Kitab Wahyu dalam Karya Agustinus 

 Agustinus secara khusus menggunakan simbol-simbol Kitab Wahyu untuk 

menggambarkan hidup bersama yang damai dan penuh keteraturan. Gambaran ini 

ditulis dalam karya City of God, dalam bahasa Latin De Civitate Dei. Karya ini ditulis 

selama 13 tahun, sejak tahun 413-426. Agustinus menulis karya ini pada saat Roma 

dijarah dan dikuasai oleh orang-orang barbar. Era kejayaan Yunani Roma telah 

runtuh sehingga Kekristenan mulai tumbuh dan berkembang (Schaff, 1885). 
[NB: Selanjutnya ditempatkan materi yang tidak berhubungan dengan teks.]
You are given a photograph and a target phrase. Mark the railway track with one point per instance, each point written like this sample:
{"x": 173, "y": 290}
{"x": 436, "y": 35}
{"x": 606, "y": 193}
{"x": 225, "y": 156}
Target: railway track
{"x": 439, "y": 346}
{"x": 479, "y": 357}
Gagasan Kota Allah diambil dari Kitab Wahyu (3:12, 21:2, 22:12,14). Budaya Romawi 

meyakini bahwa kota Roma diberkati oleh dewa-dewi. Akan namun , Agustinus 

membantah pendapat itu. Bagi Agustinus, Allah yaitu  pendiri kota itu. Agustinus 

mencoba memberikan argumentasi logis dengan cara membandingkan Kota Allah 

(Yerusalem Surgawi, Kerajaan Surga, Allah akan duduk di atas takhta-Nya) dan kota 

kerajaan di dunia yang dapat binasa. Agustinus berpendapat dalam De Civitate Dei I, 

bab 1, Kota kerajaan di dunia yaitu  tempat manusia hidup, ada arogansi dan ambisi 

diri yang membuat manusia ingin menguasai satu sama lain.  Menurut pembacaan 

(Kitab Wahyu dalam Gereja Katolik: Sebuah Proses Memaknai Pengharapan) 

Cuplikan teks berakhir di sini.